Whoever writes the L's daily music listings these days compared Animal Hands, who play tonight at Union Hall, to Ted Leo and Squeeze, which actually sounds about right. Apparently they're a little peeved at the existence of an at least equally excellent band called Bear Hands, although if I was in a band called Animal Hands and people were trying to Google me I would be much more concerned about the existence of Handimals.
The L's Fiction Issue reading last Thursday at the KGB Bar reminded all of us how much we love drinking vodka at that place, and also listening to people read; there's a reading tonight about "The Future of the Global Environmental Movement".
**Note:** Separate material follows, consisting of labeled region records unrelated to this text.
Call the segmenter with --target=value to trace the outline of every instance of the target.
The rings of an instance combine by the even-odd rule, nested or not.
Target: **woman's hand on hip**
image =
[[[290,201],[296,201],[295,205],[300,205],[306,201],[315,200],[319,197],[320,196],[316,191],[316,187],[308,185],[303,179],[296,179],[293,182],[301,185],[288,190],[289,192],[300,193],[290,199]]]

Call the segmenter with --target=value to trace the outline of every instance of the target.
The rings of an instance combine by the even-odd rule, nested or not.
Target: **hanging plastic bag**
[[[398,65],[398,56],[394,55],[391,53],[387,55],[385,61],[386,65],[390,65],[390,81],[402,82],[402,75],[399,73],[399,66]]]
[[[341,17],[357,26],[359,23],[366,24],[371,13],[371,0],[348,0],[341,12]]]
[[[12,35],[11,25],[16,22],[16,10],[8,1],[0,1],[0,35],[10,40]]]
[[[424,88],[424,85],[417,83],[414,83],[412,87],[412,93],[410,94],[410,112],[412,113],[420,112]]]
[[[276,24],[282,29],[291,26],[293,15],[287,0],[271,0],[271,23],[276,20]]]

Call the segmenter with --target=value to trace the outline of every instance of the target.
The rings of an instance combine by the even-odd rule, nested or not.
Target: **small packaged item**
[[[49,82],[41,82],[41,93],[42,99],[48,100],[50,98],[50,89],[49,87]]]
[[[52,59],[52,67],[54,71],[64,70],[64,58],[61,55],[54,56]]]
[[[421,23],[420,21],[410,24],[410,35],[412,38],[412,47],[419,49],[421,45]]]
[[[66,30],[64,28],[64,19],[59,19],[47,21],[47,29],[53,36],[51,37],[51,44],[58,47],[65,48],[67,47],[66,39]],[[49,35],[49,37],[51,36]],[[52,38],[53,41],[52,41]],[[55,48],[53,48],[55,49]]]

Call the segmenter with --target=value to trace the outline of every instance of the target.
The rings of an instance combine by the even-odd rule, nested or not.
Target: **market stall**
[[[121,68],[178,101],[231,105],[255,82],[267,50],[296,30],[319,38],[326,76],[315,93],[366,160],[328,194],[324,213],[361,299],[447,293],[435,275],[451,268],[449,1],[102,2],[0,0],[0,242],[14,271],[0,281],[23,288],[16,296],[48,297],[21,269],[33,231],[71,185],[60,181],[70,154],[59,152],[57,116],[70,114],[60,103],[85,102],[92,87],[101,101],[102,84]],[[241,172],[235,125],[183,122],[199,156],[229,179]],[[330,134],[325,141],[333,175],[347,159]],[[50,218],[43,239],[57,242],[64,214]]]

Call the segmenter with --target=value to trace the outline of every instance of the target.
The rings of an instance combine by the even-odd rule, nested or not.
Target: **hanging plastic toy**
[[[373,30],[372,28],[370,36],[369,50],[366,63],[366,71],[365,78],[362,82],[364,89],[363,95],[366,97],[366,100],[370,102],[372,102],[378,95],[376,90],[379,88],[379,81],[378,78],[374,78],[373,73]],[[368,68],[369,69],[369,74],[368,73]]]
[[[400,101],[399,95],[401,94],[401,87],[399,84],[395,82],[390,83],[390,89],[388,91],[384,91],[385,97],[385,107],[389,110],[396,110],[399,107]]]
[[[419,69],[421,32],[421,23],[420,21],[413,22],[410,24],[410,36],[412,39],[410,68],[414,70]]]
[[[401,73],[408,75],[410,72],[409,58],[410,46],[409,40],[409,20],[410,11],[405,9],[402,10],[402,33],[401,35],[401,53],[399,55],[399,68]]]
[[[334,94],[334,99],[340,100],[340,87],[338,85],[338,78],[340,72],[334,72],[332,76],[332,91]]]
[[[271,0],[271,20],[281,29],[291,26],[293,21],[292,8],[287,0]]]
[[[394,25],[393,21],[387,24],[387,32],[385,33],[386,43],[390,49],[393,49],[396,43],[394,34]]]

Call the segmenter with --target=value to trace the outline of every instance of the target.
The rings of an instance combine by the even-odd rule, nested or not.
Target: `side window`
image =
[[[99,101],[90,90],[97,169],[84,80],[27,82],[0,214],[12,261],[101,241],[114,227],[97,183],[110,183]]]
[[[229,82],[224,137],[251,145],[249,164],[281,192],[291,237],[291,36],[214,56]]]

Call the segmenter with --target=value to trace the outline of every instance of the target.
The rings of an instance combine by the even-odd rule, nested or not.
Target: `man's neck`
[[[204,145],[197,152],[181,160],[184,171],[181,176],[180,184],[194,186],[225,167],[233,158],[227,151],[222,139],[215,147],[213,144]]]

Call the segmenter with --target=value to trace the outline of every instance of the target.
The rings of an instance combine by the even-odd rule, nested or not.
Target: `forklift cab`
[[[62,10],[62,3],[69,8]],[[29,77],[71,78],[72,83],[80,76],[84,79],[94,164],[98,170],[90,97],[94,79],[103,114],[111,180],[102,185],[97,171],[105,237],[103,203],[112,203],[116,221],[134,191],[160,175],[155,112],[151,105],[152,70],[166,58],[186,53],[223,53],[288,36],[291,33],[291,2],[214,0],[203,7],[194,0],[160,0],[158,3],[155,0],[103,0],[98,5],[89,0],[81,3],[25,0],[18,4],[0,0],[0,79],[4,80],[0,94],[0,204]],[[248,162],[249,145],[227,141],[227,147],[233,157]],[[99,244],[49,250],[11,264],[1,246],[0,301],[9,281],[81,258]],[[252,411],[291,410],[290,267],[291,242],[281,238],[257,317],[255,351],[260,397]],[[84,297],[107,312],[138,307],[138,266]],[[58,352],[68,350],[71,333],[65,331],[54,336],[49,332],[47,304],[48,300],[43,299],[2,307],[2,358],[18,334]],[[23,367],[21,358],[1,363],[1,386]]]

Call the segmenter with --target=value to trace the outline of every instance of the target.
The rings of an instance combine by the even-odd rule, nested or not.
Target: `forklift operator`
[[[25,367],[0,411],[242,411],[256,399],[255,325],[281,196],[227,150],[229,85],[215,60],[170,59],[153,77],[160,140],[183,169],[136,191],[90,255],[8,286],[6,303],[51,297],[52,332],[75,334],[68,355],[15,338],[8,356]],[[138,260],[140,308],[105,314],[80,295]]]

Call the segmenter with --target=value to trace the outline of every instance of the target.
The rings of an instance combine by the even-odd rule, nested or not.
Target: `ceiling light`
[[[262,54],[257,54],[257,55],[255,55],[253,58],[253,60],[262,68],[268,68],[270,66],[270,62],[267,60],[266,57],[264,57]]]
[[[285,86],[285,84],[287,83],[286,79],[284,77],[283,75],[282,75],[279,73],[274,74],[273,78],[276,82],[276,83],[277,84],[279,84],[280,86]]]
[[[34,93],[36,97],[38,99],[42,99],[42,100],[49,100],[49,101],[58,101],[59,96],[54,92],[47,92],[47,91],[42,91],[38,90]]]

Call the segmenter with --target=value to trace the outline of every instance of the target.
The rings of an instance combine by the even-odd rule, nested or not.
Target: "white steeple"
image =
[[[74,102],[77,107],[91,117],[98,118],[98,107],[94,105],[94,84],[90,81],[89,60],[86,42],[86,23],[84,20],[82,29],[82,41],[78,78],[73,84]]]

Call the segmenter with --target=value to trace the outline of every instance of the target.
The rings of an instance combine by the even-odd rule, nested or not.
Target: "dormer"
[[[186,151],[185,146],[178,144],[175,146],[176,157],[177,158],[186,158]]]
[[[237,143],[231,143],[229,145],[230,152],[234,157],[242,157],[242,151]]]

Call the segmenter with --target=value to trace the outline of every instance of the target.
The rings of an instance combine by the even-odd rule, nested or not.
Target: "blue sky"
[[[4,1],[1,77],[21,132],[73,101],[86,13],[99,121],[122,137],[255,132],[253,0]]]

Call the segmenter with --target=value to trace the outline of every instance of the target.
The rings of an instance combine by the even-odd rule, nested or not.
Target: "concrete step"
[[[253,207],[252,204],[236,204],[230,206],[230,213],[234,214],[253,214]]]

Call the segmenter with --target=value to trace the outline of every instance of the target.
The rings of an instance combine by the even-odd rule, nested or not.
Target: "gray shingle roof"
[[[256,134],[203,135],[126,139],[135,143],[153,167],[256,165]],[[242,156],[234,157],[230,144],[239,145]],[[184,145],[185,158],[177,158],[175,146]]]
Like a said earlier, Nagisa Oshima's Boy, which plays tonight at the Walter Reade, is completely unavailable to rent and very much worth seeing: it's the ripped-from-the-headlines case of a a war-scarred father and ineffectual mother whose main source of income is using their 10-year-old son to stage auto accidents and extorting money from drivers. Oshima elides key incidents, jars the frame with tints, and, most aggressively, pushes his characters to the extreme edges of his widescreen frame — even the movie of their lives is a harsh struggle against marginalization. Oshima regular Fumio Watanabe, a blandly handsome everydude, plays the father, and his face is contorted into a raging nightmare of fatherhood (and the national character) no less frightening for its impotence — but as volatile as the movie is, Oshima's attention to the uncanny performance of young Tetsuo Abe (his only film role) makes for a devastating emotional experience.